An officer saved by passing motorist who was attacked by an armed man in a lonely interstate highway in the desert West of Phoenix.

Arizona Department of Public Safety trooper, Edward Andersson, a 27-year old veteran, was on his was responding to an emergency call at about 4 am on rollover accident in a remote interstate highway at interstate 10 about 40 miles west of Phoenix.


The Crime Scene

The state trooper stopped, investigated the scene and set out road flares to block off the scene. He then approached the vehicle to help the injured man and woman.

The suspect identified as Leonard Pennelas-Escobar, 37-years old, of Mexico. The Hispanic man began exclaiming in Spanish which Andersson could not understand.
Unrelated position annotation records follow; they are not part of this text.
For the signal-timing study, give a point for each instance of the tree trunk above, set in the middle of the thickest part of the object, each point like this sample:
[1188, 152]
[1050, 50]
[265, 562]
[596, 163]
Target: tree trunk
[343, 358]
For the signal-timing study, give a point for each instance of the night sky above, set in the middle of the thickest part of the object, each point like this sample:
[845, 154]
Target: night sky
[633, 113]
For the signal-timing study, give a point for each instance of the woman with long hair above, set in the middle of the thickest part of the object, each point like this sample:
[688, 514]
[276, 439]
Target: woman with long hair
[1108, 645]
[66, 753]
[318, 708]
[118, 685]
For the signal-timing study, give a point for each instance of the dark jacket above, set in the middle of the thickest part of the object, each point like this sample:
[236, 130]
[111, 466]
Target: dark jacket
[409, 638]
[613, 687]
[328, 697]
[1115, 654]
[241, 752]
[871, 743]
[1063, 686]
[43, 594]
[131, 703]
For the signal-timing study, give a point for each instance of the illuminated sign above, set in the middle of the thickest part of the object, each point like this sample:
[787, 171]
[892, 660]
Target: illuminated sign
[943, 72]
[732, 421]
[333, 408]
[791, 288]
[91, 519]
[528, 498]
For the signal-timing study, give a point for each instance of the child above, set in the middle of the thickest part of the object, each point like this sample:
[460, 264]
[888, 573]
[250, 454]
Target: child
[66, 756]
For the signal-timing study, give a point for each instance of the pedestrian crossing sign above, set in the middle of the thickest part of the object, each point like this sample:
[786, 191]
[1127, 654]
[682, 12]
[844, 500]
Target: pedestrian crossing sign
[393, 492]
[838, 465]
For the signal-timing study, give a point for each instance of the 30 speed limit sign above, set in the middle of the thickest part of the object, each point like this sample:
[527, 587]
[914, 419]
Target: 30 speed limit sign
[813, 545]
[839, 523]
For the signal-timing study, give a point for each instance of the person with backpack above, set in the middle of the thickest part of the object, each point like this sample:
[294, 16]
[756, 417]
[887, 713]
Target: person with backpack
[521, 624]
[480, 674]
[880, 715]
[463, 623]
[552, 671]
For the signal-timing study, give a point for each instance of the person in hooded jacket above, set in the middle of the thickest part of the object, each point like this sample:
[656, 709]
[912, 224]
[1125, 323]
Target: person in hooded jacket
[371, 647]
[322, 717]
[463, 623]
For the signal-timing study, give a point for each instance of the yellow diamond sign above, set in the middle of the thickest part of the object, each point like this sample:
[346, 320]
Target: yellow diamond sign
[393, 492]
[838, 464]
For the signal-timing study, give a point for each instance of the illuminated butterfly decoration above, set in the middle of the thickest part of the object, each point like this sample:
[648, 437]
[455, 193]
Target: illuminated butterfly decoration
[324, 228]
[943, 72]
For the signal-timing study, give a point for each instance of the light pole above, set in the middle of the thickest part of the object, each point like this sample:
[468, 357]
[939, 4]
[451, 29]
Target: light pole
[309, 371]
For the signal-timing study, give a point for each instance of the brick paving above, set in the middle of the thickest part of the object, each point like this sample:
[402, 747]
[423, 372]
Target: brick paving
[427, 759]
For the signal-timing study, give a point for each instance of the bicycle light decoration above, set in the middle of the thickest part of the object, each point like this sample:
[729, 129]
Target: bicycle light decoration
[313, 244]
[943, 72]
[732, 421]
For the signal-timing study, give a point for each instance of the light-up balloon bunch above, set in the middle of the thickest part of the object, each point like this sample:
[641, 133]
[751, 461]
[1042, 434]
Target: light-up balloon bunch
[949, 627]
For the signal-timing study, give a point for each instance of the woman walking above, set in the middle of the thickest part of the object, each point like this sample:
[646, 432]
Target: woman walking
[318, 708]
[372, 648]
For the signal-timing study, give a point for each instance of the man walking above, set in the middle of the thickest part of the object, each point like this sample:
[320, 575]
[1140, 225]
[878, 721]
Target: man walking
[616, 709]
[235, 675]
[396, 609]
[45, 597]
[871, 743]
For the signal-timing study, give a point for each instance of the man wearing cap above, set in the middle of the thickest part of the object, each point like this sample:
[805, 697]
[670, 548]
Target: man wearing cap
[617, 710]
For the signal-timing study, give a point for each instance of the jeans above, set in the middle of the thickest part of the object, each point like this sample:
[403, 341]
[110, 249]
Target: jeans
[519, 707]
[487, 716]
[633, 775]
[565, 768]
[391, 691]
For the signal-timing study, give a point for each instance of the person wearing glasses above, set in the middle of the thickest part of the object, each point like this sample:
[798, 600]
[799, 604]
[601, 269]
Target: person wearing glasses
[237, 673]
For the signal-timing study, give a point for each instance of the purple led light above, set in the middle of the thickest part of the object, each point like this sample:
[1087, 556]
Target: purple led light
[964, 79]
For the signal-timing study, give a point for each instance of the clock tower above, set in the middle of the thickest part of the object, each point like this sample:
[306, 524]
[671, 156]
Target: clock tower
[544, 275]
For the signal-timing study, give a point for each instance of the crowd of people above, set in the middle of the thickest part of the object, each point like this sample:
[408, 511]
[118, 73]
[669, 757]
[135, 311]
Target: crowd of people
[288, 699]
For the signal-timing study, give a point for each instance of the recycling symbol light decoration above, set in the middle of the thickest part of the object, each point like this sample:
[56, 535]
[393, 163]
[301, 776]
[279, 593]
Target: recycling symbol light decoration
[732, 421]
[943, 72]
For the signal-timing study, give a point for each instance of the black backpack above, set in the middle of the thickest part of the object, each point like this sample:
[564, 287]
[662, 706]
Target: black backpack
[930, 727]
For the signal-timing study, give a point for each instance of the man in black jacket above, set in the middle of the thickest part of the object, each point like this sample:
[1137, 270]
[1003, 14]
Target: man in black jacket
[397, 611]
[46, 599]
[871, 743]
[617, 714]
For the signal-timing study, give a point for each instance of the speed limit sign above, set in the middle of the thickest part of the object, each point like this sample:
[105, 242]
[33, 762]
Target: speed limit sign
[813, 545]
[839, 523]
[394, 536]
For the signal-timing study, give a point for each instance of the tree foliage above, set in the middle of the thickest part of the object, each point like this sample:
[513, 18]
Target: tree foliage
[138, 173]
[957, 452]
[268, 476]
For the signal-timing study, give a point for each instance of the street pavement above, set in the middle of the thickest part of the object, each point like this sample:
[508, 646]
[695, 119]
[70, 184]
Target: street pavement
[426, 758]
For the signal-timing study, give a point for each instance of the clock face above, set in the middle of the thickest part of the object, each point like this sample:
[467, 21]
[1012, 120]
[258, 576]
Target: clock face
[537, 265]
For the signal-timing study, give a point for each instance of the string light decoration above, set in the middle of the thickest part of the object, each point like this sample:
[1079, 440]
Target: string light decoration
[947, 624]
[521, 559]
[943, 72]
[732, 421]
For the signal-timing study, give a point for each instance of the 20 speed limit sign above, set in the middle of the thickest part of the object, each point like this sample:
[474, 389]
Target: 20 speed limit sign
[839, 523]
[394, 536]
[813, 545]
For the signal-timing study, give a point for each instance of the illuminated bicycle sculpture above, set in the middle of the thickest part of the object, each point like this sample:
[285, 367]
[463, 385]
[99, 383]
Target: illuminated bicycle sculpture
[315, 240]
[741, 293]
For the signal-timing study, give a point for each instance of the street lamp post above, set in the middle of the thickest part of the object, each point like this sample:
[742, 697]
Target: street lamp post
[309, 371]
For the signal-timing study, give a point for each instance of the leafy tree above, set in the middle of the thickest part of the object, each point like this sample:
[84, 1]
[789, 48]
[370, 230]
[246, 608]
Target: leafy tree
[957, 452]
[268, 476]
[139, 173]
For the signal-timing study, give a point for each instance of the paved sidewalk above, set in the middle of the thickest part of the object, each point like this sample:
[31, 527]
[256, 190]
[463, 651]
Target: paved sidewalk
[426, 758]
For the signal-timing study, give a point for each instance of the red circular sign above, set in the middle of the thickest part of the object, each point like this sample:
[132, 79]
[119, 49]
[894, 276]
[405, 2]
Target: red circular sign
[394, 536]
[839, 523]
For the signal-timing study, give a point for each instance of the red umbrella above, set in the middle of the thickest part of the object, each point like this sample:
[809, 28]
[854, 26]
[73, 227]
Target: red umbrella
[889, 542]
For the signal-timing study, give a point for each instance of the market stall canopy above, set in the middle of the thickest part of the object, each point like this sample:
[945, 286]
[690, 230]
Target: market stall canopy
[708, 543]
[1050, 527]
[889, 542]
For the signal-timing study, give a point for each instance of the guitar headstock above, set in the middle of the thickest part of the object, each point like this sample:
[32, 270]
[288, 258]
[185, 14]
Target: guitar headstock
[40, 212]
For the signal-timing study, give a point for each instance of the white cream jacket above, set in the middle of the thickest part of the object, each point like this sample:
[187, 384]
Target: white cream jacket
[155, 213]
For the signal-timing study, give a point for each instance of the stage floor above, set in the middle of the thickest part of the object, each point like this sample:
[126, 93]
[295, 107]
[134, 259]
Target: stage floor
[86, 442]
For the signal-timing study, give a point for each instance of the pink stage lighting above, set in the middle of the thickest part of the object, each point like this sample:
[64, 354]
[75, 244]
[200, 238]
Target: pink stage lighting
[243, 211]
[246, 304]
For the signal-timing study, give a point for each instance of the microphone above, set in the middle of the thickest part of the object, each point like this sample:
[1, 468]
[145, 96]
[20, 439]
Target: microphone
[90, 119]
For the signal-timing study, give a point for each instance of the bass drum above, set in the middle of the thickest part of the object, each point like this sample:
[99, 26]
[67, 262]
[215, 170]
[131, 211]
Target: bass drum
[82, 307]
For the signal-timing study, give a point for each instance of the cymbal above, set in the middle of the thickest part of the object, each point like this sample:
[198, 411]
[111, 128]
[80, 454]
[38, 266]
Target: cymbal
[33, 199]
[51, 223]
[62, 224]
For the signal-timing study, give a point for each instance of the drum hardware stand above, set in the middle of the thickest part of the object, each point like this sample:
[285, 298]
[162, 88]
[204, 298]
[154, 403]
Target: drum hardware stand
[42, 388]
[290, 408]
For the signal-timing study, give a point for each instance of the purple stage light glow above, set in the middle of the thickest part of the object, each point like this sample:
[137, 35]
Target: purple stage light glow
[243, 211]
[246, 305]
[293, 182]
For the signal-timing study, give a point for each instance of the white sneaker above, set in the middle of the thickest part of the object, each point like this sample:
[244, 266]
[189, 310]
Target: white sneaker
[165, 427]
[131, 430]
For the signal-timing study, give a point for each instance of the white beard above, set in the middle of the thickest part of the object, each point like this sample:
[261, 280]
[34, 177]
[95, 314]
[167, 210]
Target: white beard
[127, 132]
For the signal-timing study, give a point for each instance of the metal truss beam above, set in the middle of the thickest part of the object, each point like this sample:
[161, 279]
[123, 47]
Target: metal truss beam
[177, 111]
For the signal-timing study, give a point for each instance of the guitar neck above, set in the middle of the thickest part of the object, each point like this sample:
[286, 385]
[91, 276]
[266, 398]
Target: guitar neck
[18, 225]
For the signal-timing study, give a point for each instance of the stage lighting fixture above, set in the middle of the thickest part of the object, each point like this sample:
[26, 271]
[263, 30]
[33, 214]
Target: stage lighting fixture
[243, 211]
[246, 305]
That is when the suspect shot the officer with a 9mm pistol hitting him on his upper right shoulder and exited through his right torso.

The two men then began engaging a physical fight and the suspect bashing the troopers head into the pavement.

Then a passing motorist who was travelling with his fiancée towards California spotted the fight. The motorist stopped as he saw the suspect straddling and striking big blows to the officer.

The “good samaritan” who refused to be identified, took a hand gun from his car and ordered the Hispanic man to stop. However, Pennelas-Escobar refused and responded with profanity. The motorist began circling the grappling pair to find the clean shot. He fired at the suspect incapacitating him temporarily. Despite the gunshot wounds, Pennelas-Escobar stood up and attempted to assault Andersson again. That is when the motorist shot the suspect dead.

Another motorist also stopped at the scene and ran to the trooper’s vehicle and grabbed the radio and asking for help.

The second man identified as, Brian Schober, told a dispatcher: “Hello, officer down, officer down outside Tonopah. Come in, please. This is a civilian. He’s shot on I-10 on the eastbound lane — sorry, westbound lane.”

The dispatcher began coordinating an emergency response, keeping Schober on the radio before asking for a status report.

Col. Frank Milstead, director of the Arizona Department of Public Safety,said “We don’t know what the story is, and we’ll figure that out as time goes on,” he said. But one thing was clear, he said:

“In our worst hour, we may need your help, and this was today. … Thank you. Thank you for the support,” he added.